La segunda vez que bailé me fue amazing. Había una bailaora de flamenco en mi clase que bailó justo antes que yo. Ella bailó primero, todos con ella. Yo bailé después y fui yo como nunca antes por los minutos que duró mi ejercicio. Después de los aplausos, el monitor de las clases dijo que siempre le había dado curiosidad saber cómo sonarían los dos estilos fusionados. Ella y yo nos vimos a los ojos y dimos brinquitos por esta posibilidad mágica con la que nos habíamos topado y que no planeábamos perder. Pusieron la música que ella había llevado y le dimos. Por cinco minutos reinaron los sonidos de nuestros pies, el movimiento de nuestros cuerpos, el silencio de nuestros amigos y sus caras de incredulidad. Por cinco minutos, tanto ella como yo, fuimos libres. En algún momento, a mí se me aguaron los ojos. Las manos me temblaban y recordé cuánto me gustaba estar ahí. Como me mueve, como me apasiona, como hace que se me paren todos los pelos de los brazos y de la nuca. Cuanto me importa. Recordé cuánto me importaba exactamente.
La tercera vez, hice a alguien llorar. La luz en el espacio que teníamos ese día conspiró a mi favor. El sol de Caracas entraba por las ventanas y me acariciaba la piel sin encandilarme. Yo tenía dos zapatos distintos y nunca me había importado menos. Las condiciones eran las mismas de las veces anteriores: ser libre en el ejercicio y no poner otra música más que la de mis pies. Los sonidos de las chapas. I was beating my own drum. El paso era el mío, el tempo era el mío, la luz era mía y el mundo entero estaba detenido para oírme. Si quería dar una vuelta, sin técnica, just for the heck of it, lo hacía. Si quería hacer un pull back doble, el piso estaba ahí dispuesto. La música que hice ese día ha sido la mejor música que he hecho. Lloro porque mi Tapato ya no está para acompañarme.

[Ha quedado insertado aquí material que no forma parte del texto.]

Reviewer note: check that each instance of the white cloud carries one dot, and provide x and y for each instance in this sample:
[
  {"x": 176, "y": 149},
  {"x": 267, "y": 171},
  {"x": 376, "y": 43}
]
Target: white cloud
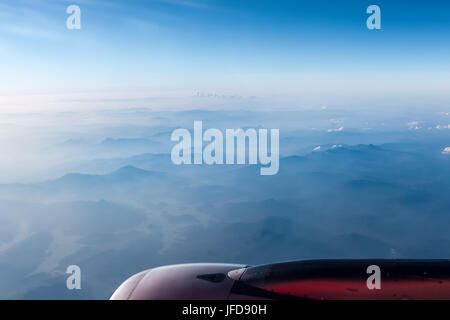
[{"x": 414, "y": 125}]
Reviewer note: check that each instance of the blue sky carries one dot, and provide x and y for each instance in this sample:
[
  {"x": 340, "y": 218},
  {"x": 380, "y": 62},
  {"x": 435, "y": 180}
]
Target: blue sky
[{"x": 318, "y": 52}]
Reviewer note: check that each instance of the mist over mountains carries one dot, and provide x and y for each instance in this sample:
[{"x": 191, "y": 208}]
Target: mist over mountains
[{"x": 116, "y": 204}]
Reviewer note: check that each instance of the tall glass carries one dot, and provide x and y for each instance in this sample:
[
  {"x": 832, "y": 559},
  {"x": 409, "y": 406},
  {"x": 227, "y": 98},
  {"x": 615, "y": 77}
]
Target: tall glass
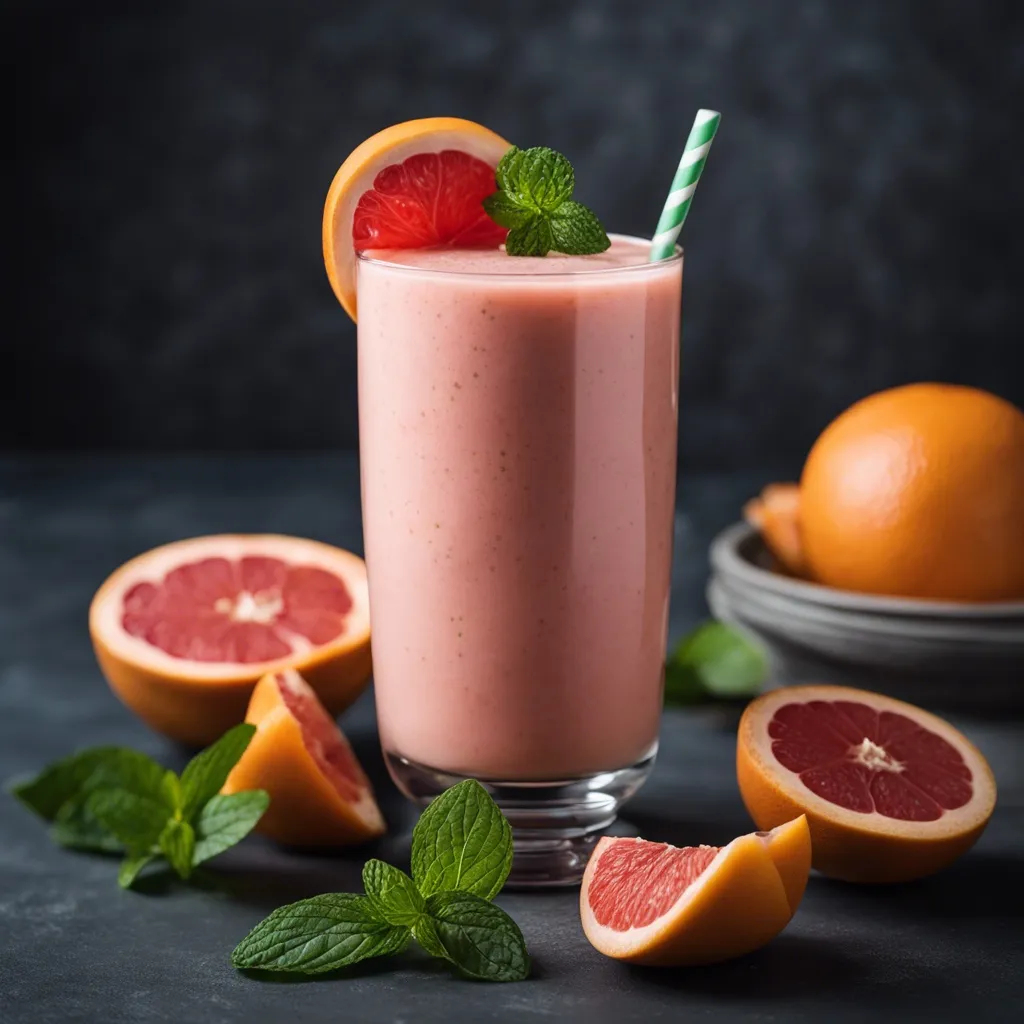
[{"x": 517, "y": 423}]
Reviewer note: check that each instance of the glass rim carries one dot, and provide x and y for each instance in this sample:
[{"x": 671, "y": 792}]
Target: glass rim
[{"x": 677, "y": 257}]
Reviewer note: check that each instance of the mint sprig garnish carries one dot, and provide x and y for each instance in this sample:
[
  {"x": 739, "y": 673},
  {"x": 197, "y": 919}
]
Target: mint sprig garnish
[
  {"x": 462, "y": 851},
  {"x": 462, "y": 843},
  {"x": 115, "y": 800},
  {"x": 714, "y": 662},
  {"x": 535, "y": 202}
]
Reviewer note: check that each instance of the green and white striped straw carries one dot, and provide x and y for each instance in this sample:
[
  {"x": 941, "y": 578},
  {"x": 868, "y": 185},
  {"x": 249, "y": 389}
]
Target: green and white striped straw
[{"x": 684, "y": 184}]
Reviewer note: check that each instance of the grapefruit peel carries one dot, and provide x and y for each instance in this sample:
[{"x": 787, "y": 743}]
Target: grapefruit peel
[
  {"x": 320, "y": 795},
  {"x": 715, "y": 903},
  {"x": 868, "y": 846},
  {"x": 195, "y": 701}
]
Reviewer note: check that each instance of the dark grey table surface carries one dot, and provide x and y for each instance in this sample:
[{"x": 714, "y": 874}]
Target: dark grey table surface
[{"x": 74, "y": 947}]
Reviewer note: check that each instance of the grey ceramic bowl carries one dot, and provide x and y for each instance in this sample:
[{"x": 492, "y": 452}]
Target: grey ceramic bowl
[{"x": 934, "y": 652}]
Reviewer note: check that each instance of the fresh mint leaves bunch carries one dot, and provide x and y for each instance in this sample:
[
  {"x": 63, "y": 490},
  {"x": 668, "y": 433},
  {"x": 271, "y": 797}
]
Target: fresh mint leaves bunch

Podía poner la vista donde quisiera. Podía seducir, entretener, mover, llevarlos y traerlos conmigo. Me busqué y me descubrí. Me emocioné y me encanté. Me perdoné y me reí. Ellos me buscaron, me descubrieron, se emocionaron, se encantaron, me perdonaron y se rieron conmigo. Yo iba a llorar y ella lloró conmovida por mí. Nunca sabrá cuánto significaron sus lágrimas y su conexión. Nunca se imaginó cuánto significaron sus palabras.
Yo, sí. Estoy llorando por un par de Tapatos. Si eso me hace una loca, significa que estoy en el camino correcto a convertirme en la artista que voy a ser.
¿No?
1 comentario:
Welcome back!!
Claro que si, tienes razón!
"No hay un gran genio sin mezcla de locura."
Aristóteles
Que vaina con el tapato huérfano, y con el extraviado. Así hayan estado separados a ratos, igual deben extrañarse todos Ustedes. Pero bueno, consíguele pareja! ó búscate otro par y no dejes de mover esos pies.